Última alteração: 2015-04-30
Resumo
Nowadays studies confirm that change continues to occur in project management in both the practitioners and research fields. Organizations increasingly use projects to achieve business objectives but results often fall short of goals. Although project management has become a core business process for many organizations at strategic and operational level, there is still much to understand about project actuality in software development organizations. Besides, much is written about how to manage projects, but too little on what really happens in Project Actuality. Traditional theories used to understand and explain the world of management make different assumptions about actuality, scientific knowledge, ethics, values and project management context. The need to better observe and understand project management practice, leads us to look for alternative experimental approaches to support our studies. Ethnography’s methodological principles state that the purpose of social research is the understanding of human behavior of a particular group, its social interactions, rituals, culture and customs.

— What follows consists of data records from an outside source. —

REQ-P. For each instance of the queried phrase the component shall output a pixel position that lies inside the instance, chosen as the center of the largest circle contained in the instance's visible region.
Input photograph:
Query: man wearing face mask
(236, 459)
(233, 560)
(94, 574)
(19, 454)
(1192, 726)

In order to understand the challenges faced by software development project nowadays we have to go beyond the triple constraint (cost, schedule and scope), its process or technology involved. To manage projects we must understand how project team member react to daily routine, problems, context, the entire project actuality phenomenon. This paper is a result of a research that intends to understand, explain and explore this phenomenon. Its main objective is to present unveil the project management actuality’s findings of seven small software development organizations and a small team in Brazil and present the approach used to investigate and analyze software project actuality. Even though the findings are context dependent, some causes, effects, disturbance factors can help the understanding of this sector and assist researches and practitioners to see new ways of thinking project management in Brazilian Micro and Small Enterprises (MSEs) context.